One of the key innovations in AI is the ability of models to create vector embeddings that capture the semantic meaning of unstructured data. These embeddings are used in a wide range of applications, from natural language processing to image recognition. However, storing and querying these embeddings efficiently is a challenging problem. Traditional databases are not optimised for high-dimensional data, and as a result, can be slow and inefficient when working with embeddings.

Enter vector databases. Vector databases are a new class of database specifically designed efficiently to store and query high-dimensional data. In this blog post, we will explore how vector databases work, and why they are a game-changer for AI applications.

1. What Do Vector Databases Do?

Almost all vector database use cases can be boiled down to the same task: storing high-dimensional embeddings for similarity queries. Unlike traditional databases, where queries tend to be based on exact matches or range queries, vector database queries are usually based on similarity. Typical vector database queries include finding the most similar embeddings to a given query embedding or finding embeddings that are similar to a set of query embeddings.

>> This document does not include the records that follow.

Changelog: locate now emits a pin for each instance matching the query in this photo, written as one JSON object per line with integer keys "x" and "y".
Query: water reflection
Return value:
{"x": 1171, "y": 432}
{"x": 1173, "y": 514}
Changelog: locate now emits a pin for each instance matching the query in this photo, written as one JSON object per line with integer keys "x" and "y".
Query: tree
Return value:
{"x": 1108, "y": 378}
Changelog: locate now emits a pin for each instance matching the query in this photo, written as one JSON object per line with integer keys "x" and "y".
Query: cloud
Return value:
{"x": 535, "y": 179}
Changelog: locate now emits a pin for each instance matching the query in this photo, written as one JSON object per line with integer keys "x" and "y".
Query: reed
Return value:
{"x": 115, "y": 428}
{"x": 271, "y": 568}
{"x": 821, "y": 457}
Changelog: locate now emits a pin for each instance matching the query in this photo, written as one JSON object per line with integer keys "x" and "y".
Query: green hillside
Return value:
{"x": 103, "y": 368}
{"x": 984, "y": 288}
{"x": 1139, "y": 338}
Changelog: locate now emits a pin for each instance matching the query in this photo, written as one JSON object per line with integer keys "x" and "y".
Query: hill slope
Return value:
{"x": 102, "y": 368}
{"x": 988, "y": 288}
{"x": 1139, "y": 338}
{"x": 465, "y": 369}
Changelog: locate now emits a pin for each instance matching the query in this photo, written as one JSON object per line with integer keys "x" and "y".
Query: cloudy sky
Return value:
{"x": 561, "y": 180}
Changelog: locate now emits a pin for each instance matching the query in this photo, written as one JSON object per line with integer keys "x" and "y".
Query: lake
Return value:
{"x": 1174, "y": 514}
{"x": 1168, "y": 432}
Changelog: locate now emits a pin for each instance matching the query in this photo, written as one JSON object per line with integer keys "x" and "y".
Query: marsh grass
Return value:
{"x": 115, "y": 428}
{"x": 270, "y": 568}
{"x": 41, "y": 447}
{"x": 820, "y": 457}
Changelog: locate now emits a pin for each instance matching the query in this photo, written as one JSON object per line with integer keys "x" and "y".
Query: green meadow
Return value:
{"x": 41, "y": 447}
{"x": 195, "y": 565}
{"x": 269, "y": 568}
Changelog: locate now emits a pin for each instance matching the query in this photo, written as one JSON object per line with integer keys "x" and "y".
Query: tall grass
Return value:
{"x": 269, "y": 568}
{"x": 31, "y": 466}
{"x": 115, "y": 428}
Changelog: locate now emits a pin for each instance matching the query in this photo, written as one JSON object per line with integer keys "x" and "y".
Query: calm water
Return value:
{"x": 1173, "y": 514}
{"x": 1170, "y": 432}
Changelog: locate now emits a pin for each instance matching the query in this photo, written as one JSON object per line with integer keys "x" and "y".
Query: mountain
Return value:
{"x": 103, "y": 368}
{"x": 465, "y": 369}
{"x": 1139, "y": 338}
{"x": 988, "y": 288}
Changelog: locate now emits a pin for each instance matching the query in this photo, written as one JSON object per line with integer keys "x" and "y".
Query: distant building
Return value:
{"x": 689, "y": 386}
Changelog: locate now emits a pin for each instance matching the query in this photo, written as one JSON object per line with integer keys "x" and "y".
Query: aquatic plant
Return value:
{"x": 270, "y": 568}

This ability to query based on similarity is incredibly powerful for information retrieval but is not that useful on its own. To make this capability truly useful, vector databases also store metadata alongside the embeddings. This metadata can be used to filter the results of a query or to provide additional context to the embeddings, such as the source of the original unembedded data.

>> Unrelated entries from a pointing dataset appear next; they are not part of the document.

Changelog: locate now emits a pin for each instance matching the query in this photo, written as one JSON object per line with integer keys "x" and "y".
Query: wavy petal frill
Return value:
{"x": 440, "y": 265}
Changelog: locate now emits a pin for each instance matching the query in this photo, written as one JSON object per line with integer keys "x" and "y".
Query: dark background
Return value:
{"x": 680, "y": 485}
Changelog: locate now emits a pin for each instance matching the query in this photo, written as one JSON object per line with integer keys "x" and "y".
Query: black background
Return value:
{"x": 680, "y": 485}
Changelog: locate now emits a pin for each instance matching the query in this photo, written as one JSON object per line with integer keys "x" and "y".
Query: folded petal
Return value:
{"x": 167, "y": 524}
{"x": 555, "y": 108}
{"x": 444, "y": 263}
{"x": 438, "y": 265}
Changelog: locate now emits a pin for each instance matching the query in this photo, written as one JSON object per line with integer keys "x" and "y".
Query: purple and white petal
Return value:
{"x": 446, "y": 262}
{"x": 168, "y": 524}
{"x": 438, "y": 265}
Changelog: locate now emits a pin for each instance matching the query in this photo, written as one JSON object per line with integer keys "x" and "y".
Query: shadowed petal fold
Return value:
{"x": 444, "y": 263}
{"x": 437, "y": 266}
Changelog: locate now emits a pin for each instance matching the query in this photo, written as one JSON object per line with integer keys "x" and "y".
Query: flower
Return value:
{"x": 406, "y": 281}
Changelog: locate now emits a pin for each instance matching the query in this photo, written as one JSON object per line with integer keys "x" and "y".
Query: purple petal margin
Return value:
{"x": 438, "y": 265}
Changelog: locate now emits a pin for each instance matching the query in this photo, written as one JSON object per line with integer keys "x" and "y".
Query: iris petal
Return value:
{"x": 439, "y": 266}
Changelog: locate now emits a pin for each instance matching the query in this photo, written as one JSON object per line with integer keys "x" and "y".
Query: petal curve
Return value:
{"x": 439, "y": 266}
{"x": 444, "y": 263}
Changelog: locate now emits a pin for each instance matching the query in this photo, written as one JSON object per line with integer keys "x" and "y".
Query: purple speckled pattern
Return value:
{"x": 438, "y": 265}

To demonstrate how this is useful, consider the example of a vector database powering a document search engine:

Use an AI model, such as an LLM, to generate embeddings for each document in the corpus.
Store these embeddings in a vector database, along with metadata such as the document title and author.
When a user enters a search query, generate an embedding for the query using the same AI model.
Query the vector database for the most similar embeddings (representing documents) to the query embedding (representing the user’s search).
Return the metadata for the most similar document embeddings as search results.

2. How Do Vector Databases Work?

Now that we know what vector databases do, the next question is how do they do it?

2.1. Similarity Metrics

The first piece of the puzzle is what does it mean to be similar? In the context of vector databases, similarity is usually measured using the choice of a number of metrics. The choice of similarity metric is usually up to the user and depends on the specific use case. A general rule of thumb is to use the similarity metric that best matches the metric used to train your embedding model. Some common similarity metrics include:

L2 or Euclidean Distance
Euclidean distance is probably the most intuitive of the metrics, it is simply the straight line distance between two vectors.
Cosine Similarity
Cosine similarity measures the angle between two vectors. This does not take the magnitude of the vector into account. It is useful for measuring semantic similarity, as it can find vectors pointing in the same semantic direction (regardless of magnitude).
Inner Product
The inner product is the projection of one vector onto another and takes into account both magnitude and direction. If the magnitudes of the vectors are normalised, it is equivalent to cosine similarity, but it is faster to compute than cosine similarity.

There are some other similarity metrics that can be used such as Jaccard distance and Hamming distance, which both operate on binary data, but these are less common.

2.2. Nearest Neighbour Search

Once we have chosen a similarity metric, the next problem to solve is how to efficiently find the most similar embeddings to a given query embedding. The most common approach to this problem is to use a k-nearest neighbour (KNN) search. This involves finding the k embeddings in the database that are closest to the query embedding according to the chosen similarity metric. The problem with this is that it requires computing the distance between the query embedding and every embedding in the database, which can be computationally expensive as the number of vector embeddings in the database grows.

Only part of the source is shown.